About
Burning Heart
”This word in my heart is like a fire, a fire shut up in my bones. I am weary of holding it in; indeed, I cannot.” —Jeremiah, the broken-hearted prophet (628 BC)
Current productions
Our inaugural production, the award-winning short documentary, Laundry and Tosca, (2004) still finds robust use in colleges and graduate school settings after a rich festival, broadcast, and alternative distribution life. Events surrounding its primary theme of what it means to follow a soul calling have been in frequent demand. In 2008 we released a feature-length documentary entitled The Fair Trade that is concerned with what a meaningful life looks like and how to find one. The Fair Trade also had a very vibrant festival and broadcast life, and is still in festivals and screening events. The Fair Trade has found surprising distribution opportunities including being the launch film for a special partnership between Warner, Ryko, and Filmbaby called “Powerful Films.” In addition to receiving widespread brick and mortar distribution as well as online distribution, the film has just entered a new broadcast relationship in the U.K. and will screen in regular rotation there in 2011.
We’re in postproduction on the Tony Hale-starring feature Not That Funny, produced by Boulevard Pictures, and are in preproduction on a dramatic feature entitled Praying the Hours that investigates what kind of life happens when normal life is fractured by great suffering, loss, or true love. Praying the Hours uses as a structural element the idea of the Benedictine hours of prayer to tell the stories of eight intertwined people whose lives have reached that place, in one form or another, where they can’t live according to the wristwatch anymore and are forced to enter a new way of being.

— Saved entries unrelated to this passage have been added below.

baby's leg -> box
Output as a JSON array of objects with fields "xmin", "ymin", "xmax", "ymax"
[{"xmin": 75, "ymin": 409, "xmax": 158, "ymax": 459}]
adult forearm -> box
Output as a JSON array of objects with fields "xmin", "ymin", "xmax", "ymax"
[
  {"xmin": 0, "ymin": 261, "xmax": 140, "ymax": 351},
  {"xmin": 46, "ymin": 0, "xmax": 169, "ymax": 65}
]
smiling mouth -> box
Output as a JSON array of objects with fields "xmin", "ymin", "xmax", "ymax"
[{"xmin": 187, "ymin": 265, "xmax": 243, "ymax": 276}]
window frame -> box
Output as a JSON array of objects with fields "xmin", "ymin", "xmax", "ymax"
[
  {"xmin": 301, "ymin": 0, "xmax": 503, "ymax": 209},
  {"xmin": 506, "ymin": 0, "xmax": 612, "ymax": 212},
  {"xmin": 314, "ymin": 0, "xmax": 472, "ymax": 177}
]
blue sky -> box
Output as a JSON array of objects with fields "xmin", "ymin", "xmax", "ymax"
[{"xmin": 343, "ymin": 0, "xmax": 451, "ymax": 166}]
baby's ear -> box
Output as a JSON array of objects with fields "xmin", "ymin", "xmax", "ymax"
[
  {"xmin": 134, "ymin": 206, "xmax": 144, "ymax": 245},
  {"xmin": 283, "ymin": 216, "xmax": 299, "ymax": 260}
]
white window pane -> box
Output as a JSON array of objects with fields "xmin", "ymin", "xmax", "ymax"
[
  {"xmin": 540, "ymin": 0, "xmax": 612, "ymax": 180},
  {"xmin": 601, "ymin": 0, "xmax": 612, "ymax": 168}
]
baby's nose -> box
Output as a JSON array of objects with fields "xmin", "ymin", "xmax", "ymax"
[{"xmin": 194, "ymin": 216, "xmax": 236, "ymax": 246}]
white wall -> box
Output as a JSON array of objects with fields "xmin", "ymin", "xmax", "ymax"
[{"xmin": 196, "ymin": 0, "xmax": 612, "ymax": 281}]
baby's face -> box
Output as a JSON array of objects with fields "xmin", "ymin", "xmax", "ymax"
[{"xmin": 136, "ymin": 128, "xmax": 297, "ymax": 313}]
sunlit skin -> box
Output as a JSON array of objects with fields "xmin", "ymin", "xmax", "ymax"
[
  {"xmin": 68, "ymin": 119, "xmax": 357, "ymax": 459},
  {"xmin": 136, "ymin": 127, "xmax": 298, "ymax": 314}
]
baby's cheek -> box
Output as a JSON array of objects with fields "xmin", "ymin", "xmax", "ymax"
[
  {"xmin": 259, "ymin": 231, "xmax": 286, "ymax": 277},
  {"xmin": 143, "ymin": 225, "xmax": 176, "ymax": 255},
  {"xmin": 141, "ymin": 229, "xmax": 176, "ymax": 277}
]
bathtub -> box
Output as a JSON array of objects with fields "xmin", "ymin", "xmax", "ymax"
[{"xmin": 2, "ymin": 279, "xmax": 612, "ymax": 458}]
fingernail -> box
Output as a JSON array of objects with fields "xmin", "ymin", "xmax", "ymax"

It’s a totally new paradigm shift in filmmaking for us, so we are very excited to see how things are developing.
We have several other projects in various stages of development: two completed scripts on the story of Auguste Rodin and the Burghers of Calais; in preproduction on a feature with the working title Regarding the Holidays to be shot in Indiana over the winter of 2011-12 (screenplay by award-winning playwright Jonathan Foster and starring Tony Hale); and in research and development stages of a feature biopic telling the story of one of the founding mothers of our country. We are also involved in an ongoing series of events pairing our films with various combinations of film screenings, music, social activism awareness, and public speaking at film festivals, panels, conferences, colleges, summits, churches, and professional and private environments.
The consistent element is that our films consider issues that deeply impact us individually and collectively.
Primary outlets for screenings and events
Our films can be viewed on theater screens, televisions, computer screens, or on iPhones, but they have also generated screening events that apply in many situations like colleges, conferences, big churches, home groups—anywhere people are interested in considering some of these greater issues together.
With Laundry and Tosca, that has had surprising success in the shape of a screening, a mini-concert with Ms. Whitehead, and speaker Lauralee Farrer. This has lasted long after the first year or two of normal festival screenings and broadcast. Similarly with The Fair Trade we have had combinations of screenings and speeches by Lauralee Farrer or Burning Heart partner and fair trade entrepreneur Tamara Johnston McMahon, often with accompanying fair trade co-op sales. This is alongside the festivals, commercial distribution, theatrical, foreign, broadcast and digital downloads that make film accessible in many different formats.